- E-scooter company Bird has acquired competitor Scoot. The companies said Scoot will retain its name and operate as a wholly-owned subsidiary of Bird.
- In a press release, Bird stated the acquisition will lead to service in new communities and provide users with more vehicles that feature technological advancements.
- "We are thrilled to welcome Scoot to the Bird ecosystem and look forward to working with the Scoot team as we further scale our complementary missions — to replace car trips with micro-mobility options for all," Travis VanderZanden, founder and CEO of Bird, said in a statement. "Together we will make a bigger impact on our riders’ daily lives and the cities we serve."
San Francisco-based Scoot was one of the two operators granted permits by the San Francisco Municipal Transit Agency (SFMTA) last year. Other major operators, including Bird, were left out and Lime actually attempted legal action against the city. Bird's acquisition of Scoot now gives it access to the San Francisco market.
The micromobility industry has evolved at a breakneck pace since dockless bikes first hit the United States in 2017. But within the past year, mobility companies have been shifting their attention away from that mode — some even completely abandoning dockless bikes — and toward dockless e-scooters, a sector considered to have large growth potential.
Industry analysts taking note of what happened to the dockless bike market and the rapid increase of entrants to the scooter space have been predicting scooter company consolidations for months. Bird's acquisition of Scoot could signal the start of a consolidation trend.
Consolidation is not unexpected in industries with a limited scope and a rapidly increasing service provider base. It can be hard for newer, smaller businesses to gain enough traction to successfully compete with larger, well-established companies. With micromobility, a limited number of cities allow the devices on their streets, but a lot of operators are trying to get in on the trend. In Chicago, for example, e-scooters will make their first appearance on Saturday and a whopping 10 companies have been authorized to release 250 scooters each. Lesser-known brands like Sherpa and gruv will have to compete with well-established names like Bird, Lime and Lyft.
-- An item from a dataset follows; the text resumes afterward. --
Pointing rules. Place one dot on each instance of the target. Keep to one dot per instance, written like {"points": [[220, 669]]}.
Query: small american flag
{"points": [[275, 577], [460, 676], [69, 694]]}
In addition, the glut of available apps across all industries has led to many consumers experiencing app fatigue. An analysis of Washington, DC's e-scooter pilot program indicated users are less likely to download multiple companies' apps for the same type of service. That problem could be solved with a universal app that shows users every single micromobility device regardless of company, but so far that's not a reality.
Acquisitions and consolidations have been rampant in the mobility space as a whole in the past couple years as the industry changes and companies look to diversify their portfolios to become more holistic transportation service providers. Primary examples include Lyft's acquisition of bike-share company Motivate, and Uber's acqusition of e-bike company Jump. Many anticipate these changes will continue for e-scooters in the foreseeable future and the industry will look quite different in a year than it does now.